Nous récupérons la voiture et 15 minutes après nous sommes sur l’autoroute qui n’est pas engorgée. Quelle différence avec Mugello!
Nous descendons 300 Km au Sud, en Algarve où nos motos sont arrivées. Les deux camions étaient trop petits et lors du chargement le chauffeur a téléphoné à Corinne pour dire qu’il restait trois motos à placer. Pour finir c’est la machine à pneus et le Clark pour décharger qui sont restés à Bussigny.
Lundi matin, après un petit briefing trois groupes sont formés et comme nous sommes presque en famille, 60 personnes, de tout âge, nous allons avoir de la place pour nous exprimer.
Personne n’a encore posé ses pneus sur cette piste de 4′686,66 mètres et après les 20 premières minutes tout monde sort certes réjoui mais sans avoir mémorisé le circuit.

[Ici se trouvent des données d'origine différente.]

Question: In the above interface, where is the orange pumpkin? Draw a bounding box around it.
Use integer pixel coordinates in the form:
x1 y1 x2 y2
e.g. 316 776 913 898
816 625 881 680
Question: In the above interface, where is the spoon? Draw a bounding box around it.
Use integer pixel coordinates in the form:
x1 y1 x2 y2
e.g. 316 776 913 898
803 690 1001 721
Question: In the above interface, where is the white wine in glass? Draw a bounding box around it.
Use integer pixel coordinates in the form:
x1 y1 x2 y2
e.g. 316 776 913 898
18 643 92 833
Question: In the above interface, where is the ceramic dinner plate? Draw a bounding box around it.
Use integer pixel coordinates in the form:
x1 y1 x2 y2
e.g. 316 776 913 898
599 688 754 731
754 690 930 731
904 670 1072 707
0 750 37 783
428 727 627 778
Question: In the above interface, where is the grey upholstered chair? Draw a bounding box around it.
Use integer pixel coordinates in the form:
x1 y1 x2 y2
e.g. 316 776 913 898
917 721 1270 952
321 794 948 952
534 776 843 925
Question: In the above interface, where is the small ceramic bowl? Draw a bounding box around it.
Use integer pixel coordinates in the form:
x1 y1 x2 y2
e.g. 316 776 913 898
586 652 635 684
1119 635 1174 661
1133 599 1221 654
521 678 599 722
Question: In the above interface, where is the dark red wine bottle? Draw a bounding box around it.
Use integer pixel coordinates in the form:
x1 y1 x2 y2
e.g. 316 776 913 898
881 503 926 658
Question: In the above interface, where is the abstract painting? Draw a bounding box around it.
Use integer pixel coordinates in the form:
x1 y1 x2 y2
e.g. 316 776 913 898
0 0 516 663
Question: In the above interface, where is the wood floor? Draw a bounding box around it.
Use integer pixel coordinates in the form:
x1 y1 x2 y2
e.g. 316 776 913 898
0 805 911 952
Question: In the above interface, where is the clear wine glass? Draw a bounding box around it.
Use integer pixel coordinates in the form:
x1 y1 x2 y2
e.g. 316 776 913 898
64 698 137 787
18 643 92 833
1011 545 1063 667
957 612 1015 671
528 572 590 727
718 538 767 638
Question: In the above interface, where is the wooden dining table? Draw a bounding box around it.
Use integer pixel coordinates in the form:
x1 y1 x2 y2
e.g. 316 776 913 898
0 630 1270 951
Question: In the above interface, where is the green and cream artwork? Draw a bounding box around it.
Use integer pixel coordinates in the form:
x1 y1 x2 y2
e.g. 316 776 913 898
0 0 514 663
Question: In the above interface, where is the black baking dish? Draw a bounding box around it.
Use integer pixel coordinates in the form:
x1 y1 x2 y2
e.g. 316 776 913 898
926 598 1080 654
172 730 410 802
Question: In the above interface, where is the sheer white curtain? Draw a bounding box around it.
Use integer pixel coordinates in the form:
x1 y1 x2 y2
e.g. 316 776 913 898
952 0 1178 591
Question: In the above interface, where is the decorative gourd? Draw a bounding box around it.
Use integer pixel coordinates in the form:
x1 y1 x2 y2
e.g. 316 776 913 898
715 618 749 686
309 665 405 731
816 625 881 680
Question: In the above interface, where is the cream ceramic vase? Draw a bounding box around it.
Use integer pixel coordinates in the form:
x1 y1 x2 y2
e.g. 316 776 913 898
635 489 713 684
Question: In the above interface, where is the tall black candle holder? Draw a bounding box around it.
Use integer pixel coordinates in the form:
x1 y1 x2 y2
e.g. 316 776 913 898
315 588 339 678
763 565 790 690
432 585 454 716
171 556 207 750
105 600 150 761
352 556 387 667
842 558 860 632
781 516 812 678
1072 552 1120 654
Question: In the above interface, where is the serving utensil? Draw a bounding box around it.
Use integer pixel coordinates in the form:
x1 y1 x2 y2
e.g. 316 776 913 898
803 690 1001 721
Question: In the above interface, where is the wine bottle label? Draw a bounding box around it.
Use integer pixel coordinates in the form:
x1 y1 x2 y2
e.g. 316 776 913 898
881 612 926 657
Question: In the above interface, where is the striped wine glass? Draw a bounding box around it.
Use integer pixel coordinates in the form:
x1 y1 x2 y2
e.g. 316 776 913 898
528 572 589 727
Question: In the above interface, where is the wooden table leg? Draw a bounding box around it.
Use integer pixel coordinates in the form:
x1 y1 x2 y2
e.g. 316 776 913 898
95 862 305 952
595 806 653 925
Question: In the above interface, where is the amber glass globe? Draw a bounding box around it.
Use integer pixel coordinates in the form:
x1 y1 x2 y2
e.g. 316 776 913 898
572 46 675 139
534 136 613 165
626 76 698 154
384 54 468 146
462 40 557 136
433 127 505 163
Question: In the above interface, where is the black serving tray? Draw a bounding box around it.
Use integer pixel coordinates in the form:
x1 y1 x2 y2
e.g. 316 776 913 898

Il y a 9 emplacements à l’aveugle tellement le circuit est vallonné, ce qui donne un piment supplémentaire. Après la courbe 9 sur 16, il y a une forte montée en 2ème où la moto lève, vous passez la 3ème sur la bosse et la moto décolle à nouveau en descente. La courbe suivante, dans la cuvette, se passe à fond de 3 et vous devez vous casser la nuque pour voir la bosse suivante qui cache une courbe. Avant la ligne droite d’arrivée, il y a un droite en descente avec une bosse au milieu qui vous masque la suite, puis la courbe s’élargit, ce qui vous donne avec une dent de moins à l’avant, 13′500 tours en 4ème, 220 compteur sur la fin de l’angle, qui lui, finit dans une cuvette. Le freinage de la ligne droite qui se commence lorsque la lumière témoin de zone rouge en 6ème s’allume, se fait en descente.

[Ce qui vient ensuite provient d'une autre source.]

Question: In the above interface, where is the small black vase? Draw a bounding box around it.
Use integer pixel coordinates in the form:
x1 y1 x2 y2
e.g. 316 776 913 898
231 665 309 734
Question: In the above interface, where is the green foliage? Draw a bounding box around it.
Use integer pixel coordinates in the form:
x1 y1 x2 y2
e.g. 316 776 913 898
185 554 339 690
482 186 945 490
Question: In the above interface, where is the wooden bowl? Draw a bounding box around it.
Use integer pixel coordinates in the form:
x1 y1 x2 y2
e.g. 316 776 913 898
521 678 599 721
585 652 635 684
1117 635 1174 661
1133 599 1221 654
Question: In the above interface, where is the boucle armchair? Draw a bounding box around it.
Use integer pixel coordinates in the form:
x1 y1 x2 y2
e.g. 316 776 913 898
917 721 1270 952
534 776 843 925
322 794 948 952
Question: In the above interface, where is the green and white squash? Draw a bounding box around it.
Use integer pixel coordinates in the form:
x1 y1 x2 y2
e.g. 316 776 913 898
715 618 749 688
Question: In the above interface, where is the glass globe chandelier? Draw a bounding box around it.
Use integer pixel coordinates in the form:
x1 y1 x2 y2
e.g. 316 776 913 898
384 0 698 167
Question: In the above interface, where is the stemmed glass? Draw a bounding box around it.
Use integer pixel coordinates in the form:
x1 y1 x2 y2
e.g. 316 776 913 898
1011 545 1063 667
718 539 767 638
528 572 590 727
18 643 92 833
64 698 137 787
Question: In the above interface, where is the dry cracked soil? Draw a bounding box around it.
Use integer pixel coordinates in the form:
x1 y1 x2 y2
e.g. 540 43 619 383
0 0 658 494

Des gauches, des droites, des hauts, des bas : c’est vraiment le TOP!
Pour le souper, Bernard Jonzier qui est venu commenter le GP et sa femme nous accompagnent et c’est avec plaisir que je fais sa connaissance.
Ici, il y a 5 mois qu’il n’a pas plu et le mardi matin, il tombe des seilles. Il fait chaud, il y a du vent, mais la piste sèche difficilement. Je pourrai quand même rouler 45 minutes de suite avant le dîner. L’après-midi, deux groupes seront formés, ce qui vous laisse seulement 20 minutes pour récupérer entre chaque séance. Mon meilleur chrono sera dans la dernière séance en 2 min 10, Robert Chesaux le fera avec sa 1000 en 1 min 56 et son fils en 600 tournera en 1 min 53. J’ai effectué 545 km. C’est vraiment un circuit à découvrir !

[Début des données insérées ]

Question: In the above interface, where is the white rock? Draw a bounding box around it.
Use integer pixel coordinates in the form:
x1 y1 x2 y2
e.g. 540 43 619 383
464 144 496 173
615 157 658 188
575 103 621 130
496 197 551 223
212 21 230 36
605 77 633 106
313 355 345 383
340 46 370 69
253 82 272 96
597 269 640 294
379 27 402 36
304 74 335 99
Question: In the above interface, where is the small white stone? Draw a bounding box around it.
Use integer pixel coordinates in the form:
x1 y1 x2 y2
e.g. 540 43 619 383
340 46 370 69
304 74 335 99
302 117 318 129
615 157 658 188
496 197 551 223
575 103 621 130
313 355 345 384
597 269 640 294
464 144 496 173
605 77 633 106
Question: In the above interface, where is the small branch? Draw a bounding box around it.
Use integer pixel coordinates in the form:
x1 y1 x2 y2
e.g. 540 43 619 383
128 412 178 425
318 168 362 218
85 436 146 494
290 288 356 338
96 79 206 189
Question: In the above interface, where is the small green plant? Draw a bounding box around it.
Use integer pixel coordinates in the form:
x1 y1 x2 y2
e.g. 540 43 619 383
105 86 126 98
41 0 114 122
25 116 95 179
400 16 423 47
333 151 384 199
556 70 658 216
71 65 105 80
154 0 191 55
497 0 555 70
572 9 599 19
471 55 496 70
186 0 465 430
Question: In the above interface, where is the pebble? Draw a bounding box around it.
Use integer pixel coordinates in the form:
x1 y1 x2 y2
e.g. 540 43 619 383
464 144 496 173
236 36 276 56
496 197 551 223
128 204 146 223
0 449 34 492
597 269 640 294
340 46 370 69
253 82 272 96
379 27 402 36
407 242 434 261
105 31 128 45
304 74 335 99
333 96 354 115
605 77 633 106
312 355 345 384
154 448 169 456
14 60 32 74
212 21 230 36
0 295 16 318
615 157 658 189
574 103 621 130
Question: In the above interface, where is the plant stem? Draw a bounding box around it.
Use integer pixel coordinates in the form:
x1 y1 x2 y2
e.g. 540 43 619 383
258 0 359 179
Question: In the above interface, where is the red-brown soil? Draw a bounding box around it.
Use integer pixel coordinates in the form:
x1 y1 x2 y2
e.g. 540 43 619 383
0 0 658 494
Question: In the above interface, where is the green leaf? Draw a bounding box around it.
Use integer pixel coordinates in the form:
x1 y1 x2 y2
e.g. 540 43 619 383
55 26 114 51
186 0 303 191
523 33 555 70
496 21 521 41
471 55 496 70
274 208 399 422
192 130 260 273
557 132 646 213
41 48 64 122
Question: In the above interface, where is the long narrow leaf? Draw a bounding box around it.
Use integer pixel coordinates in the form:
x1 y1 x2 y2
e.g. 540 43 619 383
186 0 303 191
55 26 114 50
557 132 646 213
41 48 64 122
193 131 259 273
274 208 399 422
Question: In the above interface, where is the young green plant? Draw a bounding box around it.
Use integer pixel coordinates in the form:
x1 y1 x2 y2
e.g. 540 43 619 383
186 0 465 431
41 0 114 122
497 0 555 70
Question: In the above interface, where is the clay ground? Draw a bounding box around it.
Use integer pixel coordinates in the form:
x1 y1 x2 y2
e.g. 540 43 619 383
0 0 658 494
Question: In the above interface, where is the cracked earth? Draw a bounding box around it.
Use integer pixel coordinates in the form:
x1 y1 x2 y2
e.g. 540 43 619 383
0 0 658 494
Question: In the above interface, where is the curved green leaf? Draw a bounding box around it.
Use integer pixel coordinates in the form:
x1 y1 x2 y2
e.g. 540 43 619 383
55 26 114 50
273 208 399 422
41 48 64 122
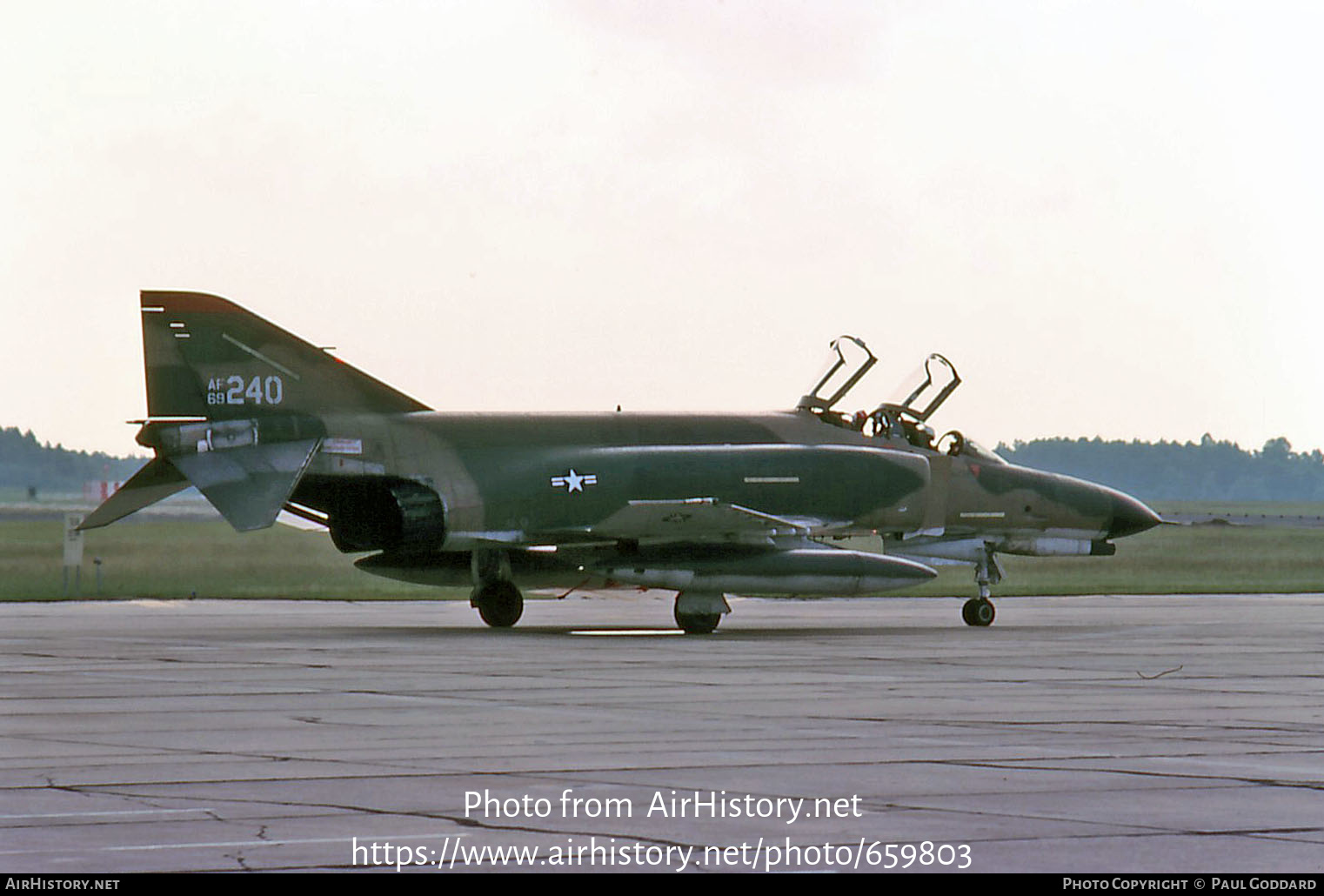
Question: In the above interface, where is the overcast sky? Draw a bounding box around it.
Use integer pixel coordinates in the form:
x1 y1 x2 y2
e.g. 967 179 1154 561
0 0 1324 454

Le mercredi, il pleut fort. Pour monter sur Lisbonne, nous passons sur le magnifique pont Vasco de Gamma qui doit faire environ 10 km. Et nous nous arrêtons sur le site de l’Expo universelle de 1998 qui avait pour thème les océans.
Le samedi, les motos sont arrivées à Bussigny.
Quel super week-end prolongé!
Un tout grand merci à Corinne, qui voulait faire plaisir à « ses » motards » et qui s’est lancée dans cette grosse organisation.